FALLING UP
White mountain velvet night
Following moon-silver owl flight
Looking into the well of Self...
I fall into the heavens.
Linda McGeary
I have an obsession!
Blank books.
I've been journaling since I was a teen.
I started a book journal in my twenties. (title, author, date and rating, sometimes comments about the story, and quotes if I really liked it.)
In my thirties I started dream journaling. I have at least twenty years worth of dreams.
Sometimes I look at that box of old journals, and my stack of new ones waiting to share my life, and wonder why I do it. Is it a sense, or touch of immortality it gives? That something of me, my mind, my heart, will remain. That maybe my sons will find them interesting someday. Or not. Maybe they will never read them, even as I have not finished reading all of my Mother's.

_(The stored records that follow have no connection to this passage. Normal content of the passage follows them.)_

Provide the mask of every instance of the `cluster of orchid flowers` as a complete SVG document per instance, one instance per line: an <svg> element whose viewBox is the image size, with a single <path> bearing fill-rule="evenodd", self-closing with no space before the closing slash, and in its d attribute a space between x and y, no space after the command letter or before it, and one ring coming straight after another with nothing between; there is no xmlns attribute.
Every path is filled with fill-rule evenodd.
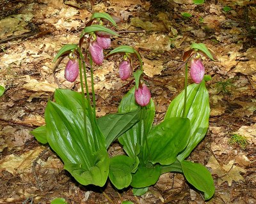
<svg viewBox="0 0 256 204"><path fill-rule="evenodd" d="M111 47L111 35L107 32L96 31L91 33L88 38L87 48L90 52L92 61L97 65L102 64L104 59L103 50L108 49ZM138 55L138 52L136 54ZM79 56L74 52L70 52L69 55L70 59L65 69L65 77L68 82L74 82L79 75L79 69L77 55ZM131 54L125 52L123 58L123 61L119 65L119 76L121 80L126 80L132 73ZM140 57L138 59L141 62L141 69L143 73L142 62ZM196 52L191 55L187 61L187 62L190 62L190 76L192 80L196 84L202 82L205 73L205 68L200 59L201 55ZM140 106L145 106L149 103L150 98L151 94L149 89L142 80L140 80L138 89L135 90L136 101Z"/></svg>

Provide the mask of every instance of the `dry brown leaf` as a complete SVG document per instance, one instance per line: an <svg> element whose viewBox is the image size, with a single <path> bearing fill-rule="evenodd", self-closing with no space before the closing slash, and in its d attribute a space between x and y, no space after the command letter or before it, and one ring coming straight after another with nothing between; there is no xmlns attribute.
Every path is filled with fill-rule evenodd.
<svg viewBox="0 0 256 204"><path fill-rule="evenodd" d="M6 170L12 174L28 172L28 170L32 169L33 161L44 149L44 146L38 146L21 155L10 154L7 156L0 161L0 171Z"/></svg>
<svg viewBox="0 0 256 204"><path fill-rule="evenodd" d="M131 5L141 5L140 0L109 0L113 5L116 5L120 7L130 6Z"/></svg>
<svg viewBox="0 0 256 204"><path fill-rule="evenodd" d="M250 60L247 62L239 62L233 69L234 72L239 72L247 75L256 75L256 60Z"/></svg>
<svg viewBox="0 0 256 204"><path fill-rule="evenodd" d="M56 89L58 89L58 85L49 84L47 81L38 82L36 79L30 79L29 76L27 76L27 84L23 85L23 89L31 90L33 91L46 91L54 92Z"/></svg>
<svg viewBox="0 0 256 204"><path fill-rule="evenodd" d="M256 124L252 124L251 126L243 126L233 134L244 136L249 143L256 145Z"/></svg>
<svg viewBox="0 0 256 204"><path fill-rule="evenodd" d="M163 22L145 21L138 17L131 19L131 26L141 27L147 31L164 31L166 30Z"/></svg>
<svg viewBox="0 0 256 204"><path fill-rule="evenodd" d="M218 176L218 184L220 186L223 182L228 182L228 186L232 186L232 182L245 182L244 178L240 175L240 172L246 173L246 171L240 167L234 165L235 161L230 161L228 164L220 165L214 156L212 156L208 161L207 167L212 169L212 174L216 174Z"/></svg>
<svg viewBox="0 0 256 204"><path fill-rule="evenodd" d="M144 73L149 77L153 77L154 75L160 75L163 69L163 62L159 60L149 60L143 57L144 62Z"/></svg>
<svg viewBox="0 0 256 204"><path fill-rule="evenodd" d="M225 18L223 15L208 15L204 18L204 23L211 29L218 28L225 20Z"/></svg>
<svg viewBox="0 0 256 204"><path fill-rule="evenodd" d="M171 41L168 36L153 33L147 38L141 38L136 47L145 50L163 52L171 50L170 45Z"/></svg>

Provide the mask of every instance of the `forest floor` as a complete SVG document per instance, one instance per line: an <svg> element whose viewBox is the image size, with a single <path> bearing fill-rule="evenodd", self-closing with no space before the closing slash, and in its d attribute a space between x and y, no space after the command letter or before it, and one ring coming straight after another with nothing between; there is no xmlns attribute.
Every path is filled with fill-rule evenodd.
<svg viewBox="0 0 256 204"><path fill-rule="evenodd" d="M256 203L256 2L205 1L0 3L0 85L6 89L0 98L0 203L49 203L57 197L68 203ZM207 83L209 130L188 157L212 175L216 192L207 202L178 173L161 175L142 196L133 196L131 188L118 192L109 183L101 189L82 186L31 135L45 124L44 110L56 89L80 90L78 81L64 78L67 57L57 68L52 59L63 45L77 43L93 12L103 11L123 19L112 48L131 45L142 56L156 124L184 87L184 68L178 68L191 43L205 43L217 57L204 61L212 76ZM118 77L121 61L109 57L95 69L99 117L116 112L132 85ZM109 151L118 154L120 147L114 144Z"/></svg>

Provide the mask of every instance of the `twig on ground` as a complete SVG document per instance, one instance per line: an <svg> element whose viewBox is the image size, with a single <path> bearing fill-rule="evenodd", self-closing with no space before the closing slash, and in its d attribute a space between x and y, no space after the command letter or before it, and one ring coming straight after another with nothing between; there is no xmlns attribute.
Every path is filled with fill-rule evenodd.
<svg viewBox="0 0 256 204"><path fill-rule="evenodd" d="M36 165L37 164L37 161L38 159L48 150L48 149L45 147L45 149L38 155L38 156L35 159L33 162L33 165L32 165L32 171L33 174L34 175L34 177L36 179L36 184L38 187L38 189L40 190L40 191L42 191L43 189L42 189L41 185L39 183L38 178L36 175Z"/></svg>

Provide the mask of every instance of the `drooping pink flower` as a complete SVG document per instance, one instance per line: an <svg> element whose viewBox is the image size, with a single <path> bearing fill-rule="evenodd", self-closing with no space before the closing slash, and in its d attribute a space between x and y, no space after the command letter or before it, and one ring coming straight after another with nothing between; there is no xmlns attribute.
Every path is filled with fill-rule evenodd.
<svg viewBox="0 0 256 204"><path fill-rule="evenodd" d="M132 73L129 61L124 61L119 65L119 76L122 80L126 80Z"/></svg>
<svg viewBox="0 0 256 204"><path fill-rule="evenodd" d="M97 42L103 49L108 49L110 47L111 40L108 36L97 36Z"/></svg>
<svg viewBox="0 0 256 204"><path fill-rule="evenodd" d="M199 84L204 78L205 68L200 59L193 57L190 61L190 76L192 80Z"/></svg>
<svg viewBox="0 0 256 204"><path fill-rule="evenodd" d="M73 82L78 76L79 66L77 60L70 59L65 68L65 78L68 82Z"/></svg>
<svg viewBox="0 0 256 204"><path fill-rule="evenodd" d="M90 43L89 52L94 63L98 65L102 63L104 59L103 48L99 45L97 42L93 41Z"/></svg>
<svg viewBox="0 0 256 204"><path fill-rule="evenodd" d="M150 91L145 84L140 84L138 89L135 89L135 100L141 106L147 106L151 98Z"/></svg>

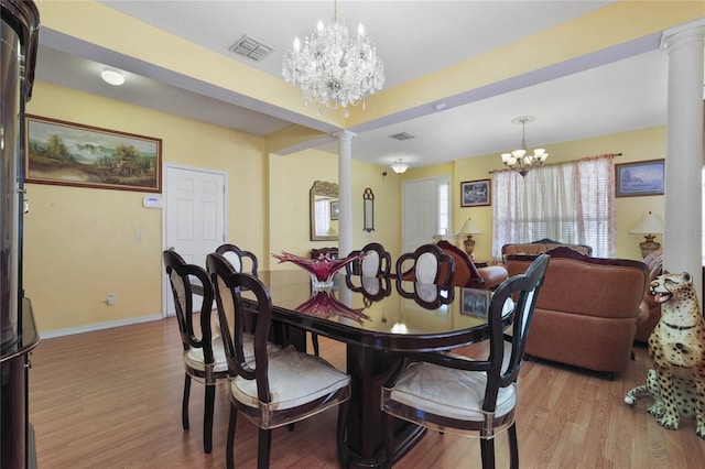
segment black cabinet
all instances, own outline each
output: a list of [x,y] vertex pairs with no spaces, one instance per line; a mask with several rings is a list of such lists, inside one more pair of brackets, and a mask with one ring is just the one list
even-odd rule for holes
[[34,432],[29,423],[30,353],[39,342],[32,304],[22,301],[22,334],[0,353],[0,461],[3,469],[36,467]]
[[0,466],[36,467],[29,423],[30,351],[39,342],[22,287],[24,105],[32,96],[40,15],[33,1],[0,0]]

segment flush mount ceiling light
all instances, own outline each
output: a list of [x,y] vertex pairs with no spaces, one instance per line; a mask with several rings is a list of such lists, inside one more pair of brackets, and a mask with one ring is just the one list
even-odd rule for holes
[[384,86],[384,66],[377,48],[361,23],[357,35],[349,36],[345,20],[338,18],[337,1],[333,20],[319,20],[303,46],[294,39],[293,48],[284,56],[282,75],[301,88],[304,102],[317,102],[319,112],[322,105],[356,106]]
[[100,72],[100,78],[112,86],[120,86],[124,83],[124,76],[117,70],[102,70]]
[[399,159],[394,163],[392,163],[391,167],[392,170],[394,170],[394,173],[401,174],[409,168],[409,165],[402,162],[401,159]]
[[534,120],[536,120],[536,118],[533,116],[522,116],[511,121],[511,123],[521,124],[521,148],[511,153],[502,153],[502,163],[518,171],[522,177],[529,173],[529,170],[542,165],[549,157],[549,153],[546,153],[544,149],[535,149],[532,155],[527,154],[527,134],[524,128],[527,122],[533,122]]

What is the value of a journal then?
I can get lost in an old one, rereading, seeing where I've grown or not, and maybe where I need to focus some time and attention in silence and deep thought. The cascade of memories, and where they find place in my life now.

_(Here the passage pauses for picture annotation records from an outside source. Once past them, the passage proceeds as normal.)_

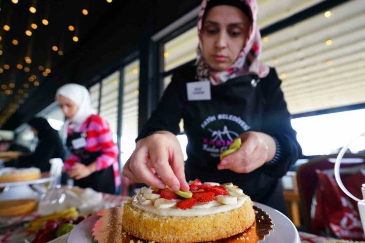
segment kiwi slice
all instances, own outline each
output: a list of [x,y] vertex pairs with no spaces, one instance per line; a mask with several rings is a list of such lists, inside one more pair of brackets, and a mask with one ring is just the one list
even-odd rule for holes
[[229,146],[229,149],[232,149],[235,148],[236,149],[238,149],[240,148],[240,147],[241,147],[241,144],[242,144],[242,142],[241,141],[241,139],[240,138],[238,138],[238,139],[236,139],[234,140],[233,140],[233,141],[232,142],[232,143]]
[[179,190],[177,192],[175,192],[175,193],[178,194],[180,197],[182,197],[184,198],[190,198],[193,196],[193,193],[189,191],[188,192],[184,192],[183,191]]
[[228,154],[231,154],[232,153],[236,152],[236,151],[237,148],[232,148],[231,149],[227,149],[226,150],[223,151],[223,152],[222,152],[222,153],[220,154],[220,159],[221,160]]

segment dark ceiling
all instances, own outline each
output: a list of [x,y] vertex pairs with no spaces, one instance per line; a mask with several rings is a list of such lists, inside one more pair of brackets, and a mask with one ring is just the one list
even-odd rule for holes
[[[63,84],[85,83],[120,65],[126,55],[138,50],[147,28],[153,35],[200,3],[200,0],[113,0],[110,3],[19,0],[16,4],[2,1],[0,128],[12,130],[26,122],[54,101],[56,90]],[[32,6],[36,9],[35,13],[30,11]],[[88,10],[87,15],[82,14],[83,9]],[[42,23],[44,18],[48,25]],[[32,23],[37,25],[36,29],[32,28]],[[4,25],[10,27],[9,31],[3,29]],[[70,25],[75,30],[70,31]],[[30,36],[26,35],[27,30],[32,31]],[[75,35],[77,42],[73,40]],[[26,62],[26,57],[31,63]],[[18,69],[18,65],[22,67]],[[39,70],[39,66],[44,69]],[[47,68],[49,73],[44,73]]]

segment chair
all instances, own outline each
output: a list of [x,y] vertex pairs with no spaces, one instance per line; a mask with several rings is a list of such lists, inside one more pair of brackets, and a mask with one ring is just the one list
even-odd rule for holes
[[[303,231],[314,233],[311,225],[311,208],[312,199],[318,181],[316,171],[334,169],[334,162],[330,161],[333,161],[333,159],[335,159],[337,156],[337,154],[335,154],[315,158],[300,165],[297,170],[296,178],[300,198],[299,209],[303,227],[301,230]],[[343,158],[354,159],[353,162],[350,160],[345,163],[342,163],[341,169],[360,165],[365,166],[365,155],[346,153]],[[359,161],[358,159],[362,159],[362,160]]]

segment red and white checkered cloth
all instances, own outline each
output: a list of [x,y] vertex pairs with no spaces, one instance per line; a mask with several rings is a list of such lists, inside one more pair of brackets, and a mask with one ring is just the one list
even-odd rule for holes
[[336,240],[329,237],[317,236],[300,231],[299,232],[299,236],[301,243],[322,243],[326,241]]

There is joy, sorrow, pain and healing in those pages. Humor too. Poetry, story ideas, and sketches. But really, are they or will they ever be of value to anyone other than myself?
Maybe a dream researcher might find those journals interesting, if that's not a thing of the past by the time I return to the stars.

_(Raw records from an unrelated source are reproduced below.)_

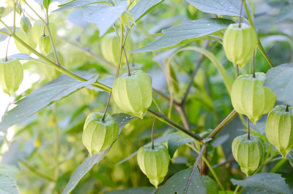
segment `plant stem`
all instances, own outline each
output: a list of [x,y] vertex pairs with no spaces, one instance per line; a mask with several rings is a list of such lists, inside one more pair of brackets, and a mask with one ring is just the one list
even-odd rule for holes
[[105,121],[105,117],[106,116],[106,113],[107,112],[107,109],[108,109],[108,106],[109,105],[109,103],[110,102],[110,99],[111,98],[111,95],[112,94],[112,92],[110,92],[110,95],[109,96],[109,99],[108,100],[108,102],[107,103],[107,105],[106,106],[106,109],[105,109],[105,112],[104,113],[104,116],[103,118],[102,119],[102,121],[104,122]]
[[195,139],[199,142],[201,142],[202,141],[202,140],[203,139],[203,138],[198,135],[193,133],[189,130],[184,128],[172,120],[169,119],[163,115],[156,112],[149,108],[148,109],[147,112],[152,115],[156,117],[161,121],[167,123],[170,126],[173,127],[179,131],[181,131],[186,133],[191,137]]
[[153,127],[151,128],[151,149],[155,149],[155,147],[154,147],[154,128],[155,127],[156,120],[157,118],[155,118],[155,119],[154,120],[154,123],[153,123]]
[[122,48],[123,48],[123,50],[124,51],[124,54],[125,55],[125,58],[126,59],[126,64],[127,65],[127,69],[128,71],[128,76],[131,76],[131,74],[130,73],[130,70],[129,70],[129,65],[128,63],[128,60],[127,60],[127,56],[126,55],[126,52],[125,52],[125,49],[124,48],[124,46],[122,45]]
[[233,109],[230,113],[219,124],[217,127],[207,136],[207,138],[213,138],[220,132],[224,127],[229,123],[238,114],[235,110]]

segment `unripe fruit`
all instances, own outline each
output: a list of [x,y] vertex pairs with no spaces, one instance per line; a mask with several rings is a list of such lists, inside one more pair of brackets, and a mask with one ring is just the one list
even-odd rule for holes
[[265,154],[265,142],[261,138],[250,134],[236,137],[232,142],[232,152],[238,163],[241,171],[247,176],[258,167]]
[[42,52],[47,56],[52,50],[50,37],[47,34],[41,35],[39,38],[39,48]]
[[207,194],[218,194],[219,193],[217,184],[210,177],[207,175],[202,176],[202,180],[207,186]]
[[119,131],[118,125],[109,114],[92,113],[88,115],[84,126],[82,143],[91,156],[109,147],[116,140]]
[[[240,64],[242,68],[247,59],[251,57],[255,48],[257,36],[253,28],[244,23],[231,24],[223,38],[223,47],[226,57],[233,64]],[[243,65],[244,64],[244,65]]]
[[32,24],[27,17],[23,16],[20,19],[20,29],[27,34],[32,28]]
[[0,59],[0,86],[9,96],[19,87],[23,79],[23,69],[21,64],[14,58]]
[[151,79],[142,70],[133,71],[130,76],[122,74],[115,81],[112,89],[118,107],[142,119],[151,104],[152,92]]
[[270,111],[276,101],[275,95],[263,84],[265,74],[255,73],[239,76],[232,85],[231,101],[238,113],[247,115],[255,124],[261,115]]
[[277,105],[268,115],[265,125],[267,138],[286,157],[293,147],[293,107]]
[[170,162],[168,149],[164,145],[156,144],[141,147],[137,152],[137,162],[140,169],[156,188],[164,180],[168,172]]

I spent a number of years reading volumes of dream books. I've always been interested in dreams. When I was a child and had a dream, my Mom and I would talk about it. What did it mean, or an image she would encourage me to draw, or make a poem or story out of it. I loved those shared times. She would tell me her dreams too, sometime they were dreams that would make me see she was worried about me in some way. They would make me think.
I got so into dreams and the meaning of dreams and the value of them, that I spent a couple of years doing dream workshops to help others understand their own dreams. Helping people find the tools to interpret their own dreams and use them in personal healing, or in creative endeavors. It was great fun for a time.
Then life just got to busy to do the kind of journaling I used to do. My theater job, working 55-60 hours a week, more or less broke me of the consistency I used to have when I was younger. I'm more hit and miss now.
That's O.K. Who has time for everything?
But the obsession remains. I discovered it's the blank books I crave. All clean white pages, or cream color, or some other pastel hue.
And the covers!
I love shinny, sparkly things, just like the crow in the Secrets of Nhim. I think I have about ten ahead of myself, and I know that's not the end of it. If I go into a book store and they sell them, I'll buy one. Something different than any that I have.
It's crazy! But I just love blank books.
The day after I couldn't make my mind work backwards to catch the threads of detail for the post I wanted to do, I went into my store to attend a writer's group that meets there after hours, two times a month, and there on the desk was a beautiful little leather bound black book. Blank book! Never been used.
I thought how marvelous, just what I need. It will be my Blog Notes book, small enough to put in my purse.
Now, just to find time to note that fleeting thought, or simmering image.